Around me is an empty chapel, echoing with the sounds of feet walking down the long aisle. The quiet and stillness we often hear in ruined abbeys is now present in our empty buildings and at our funerals. I have led funerals for very small numbers of people, but now, only a few allowed.  The silence of the empty chapel reflects the pain of saying goodbye to a loved one without a community of faith to support  those who grieve.  Of course, God’s love is with them, but at a funeral that love has seemed to me to be embodied by the community who gather to mark a person’s death, and life.  The conversations at the funeral, the gatherings after the service, the stories told, the hugs offered, the drinks shared, the voices raised in toasts, the silent tears, the roars of laughter are to me an offering of love.  We gather at funerals to offer the grieving love.  Instead, I hear the emptiness of the chapel.  That echo of emptiness will remain with me as a reminder of the pandemic.

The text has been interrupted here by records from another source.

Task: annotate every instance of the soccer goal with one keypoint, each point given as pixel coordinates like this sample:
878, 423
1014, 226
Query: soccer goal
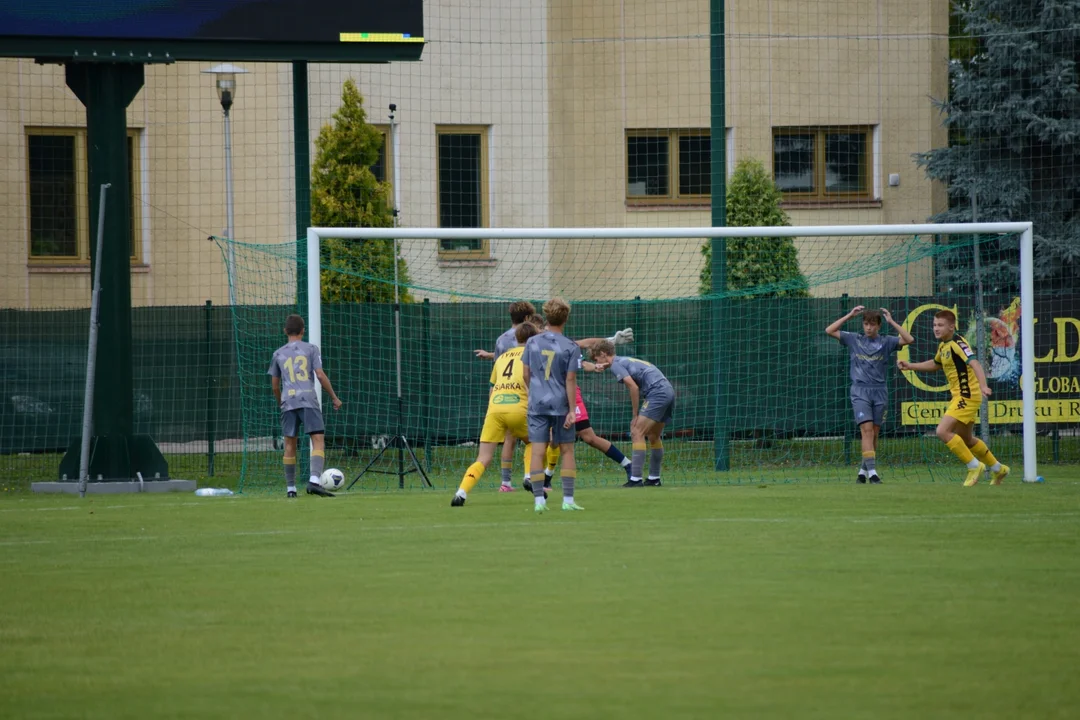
763, 392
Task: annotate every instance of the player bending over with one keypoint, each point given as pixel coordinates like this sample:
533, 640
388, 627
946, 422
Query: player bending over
520, 311
869, 363
967, 382
551, 372
649, 386
582, 426
293, 372
505, 410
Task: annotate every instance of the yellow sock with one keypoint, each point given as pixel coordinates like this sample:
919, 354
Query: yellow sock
553, 453
959, 448
984, 454
471, 477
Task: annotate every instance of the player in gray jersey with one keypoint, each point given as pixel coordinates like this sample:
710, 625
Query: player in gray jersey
652, 403
552, 362
869, 362
294, 369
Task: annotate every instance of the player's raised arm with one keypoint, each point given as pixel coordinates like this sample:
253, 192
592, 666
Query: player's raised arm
905, 337
925, 366
834, 329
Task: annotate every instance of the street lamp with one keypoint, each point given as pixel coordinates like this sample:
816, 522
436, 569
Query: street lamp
225, 82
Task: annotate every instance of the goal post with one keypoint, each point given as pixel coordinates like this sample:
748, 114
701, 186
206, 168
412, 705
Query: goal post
315, 267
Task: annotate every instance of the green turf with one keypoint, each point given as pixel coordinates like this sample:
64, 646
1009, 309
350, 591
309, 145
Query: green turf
809, 600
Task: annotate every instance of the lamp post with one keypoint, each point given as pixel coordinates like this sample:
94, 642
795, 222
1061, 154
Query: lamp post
225, 82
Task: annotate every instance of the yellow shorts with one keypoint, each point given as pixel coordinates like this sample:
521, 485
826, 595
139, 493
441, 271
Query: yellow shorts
498, 423
964, 409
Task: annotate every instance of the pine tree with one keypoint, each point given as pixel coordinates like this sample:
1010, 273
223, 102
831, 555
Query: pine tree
1013, 116
754, 201
346, 193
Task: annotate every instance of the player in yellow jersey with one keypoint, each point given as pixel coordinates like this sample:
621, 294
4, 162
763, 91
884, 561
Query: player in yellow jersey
967, 382
507, 406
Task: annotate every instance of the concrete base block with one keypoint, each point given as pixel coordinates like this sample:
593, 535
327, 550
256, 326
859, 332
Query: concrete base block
111, 488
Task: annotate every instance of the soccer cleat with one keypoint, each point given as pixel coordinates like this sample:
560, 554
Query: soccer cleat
973, 475
314, 489
528, 488
1000, 475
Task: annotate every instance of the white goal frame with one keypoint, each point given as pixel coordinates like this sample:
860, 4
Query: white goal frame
1026, 261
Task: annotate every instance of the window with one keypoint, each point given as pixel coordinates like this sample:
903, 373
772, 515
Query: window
462, 188
823, 164
669, 166
58, 203
382, 167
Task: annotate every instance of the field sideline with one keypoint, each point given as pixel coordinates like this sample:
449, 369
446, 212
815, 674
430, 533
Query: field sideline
810, 600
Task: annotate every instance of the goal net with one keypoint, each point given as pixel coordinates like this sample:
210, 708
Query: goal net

We are seeking signs of hope, of number of cases declining, of communities not touch, yet, by Covid 19.  We are hopefully awaiting guidance for coming out of lockdown.  We are looking forward to a time when life will be more “normal.”  I wonder what will remain with us?  What memories will shape us?  What lessons will we have learned?  When I look at a blue sky, I will think, “Spring 2020.”  When I enter the stillness of the crem chapel, I will pause to remember the sadness of loss during a pandemic.  When I drive to a meeting on Thursday nights, will I pause to thank God for the NHS and key workers?  

What remains and what reminds may be two different things.  What reminds is blue skies, empty chapels, queues, Thursday nights, Zoom church.  What remains is God’s love, simple, complex, connecting, supporting.